Inventory adjustment refers to adjustment entries made in periodic accounting to account for differences between recorded and actual inventory items.
Aside from shipment of orders that will be tracked in Cost of Goods ledger account, you might want to see in your Profit & Loss outline the changes of stock due to other reasons such as:
- Damaged Goods (e.g. can no longer be sold as a new product)
- Shrinkage (e.g. inventory due to theft or clerical errors)
- Wastage (e.g. expired or obsolete inventory such as food)
- Internal Use (e.g, consumed for Marketing Promotion purposes)
In order to have a record of this in a ledger account, you can do a stock adjustment with a reason and then set up that reasoning to send it to the designated ledger account. Refer to the example below.
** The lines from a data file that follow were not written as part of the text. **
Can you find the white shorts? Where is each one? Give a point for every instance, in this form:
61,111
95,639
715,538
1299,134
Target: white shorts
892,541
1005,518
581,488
Below shows a stock adjustment created with the reason ‘Damaged Goods’.
Then set up the stock adjustment reasoning to send to a designated account in QuickBooks Online (QBO) integration Settings page within QuickBooks Commerce.
When you create a new custom stock adjustment reason, you can also choose to link up the inventory adjustment account.
During the installation of QBO, you will also be prompted to link up every stock adjustment reason to its designated ledger account:
Once the stock adjustment reason is set up, journal entries for the respective stock adjustments will reflect the linked ledger accounts accordingly.
You can also review the breakdown of your Journal Reports in QBO.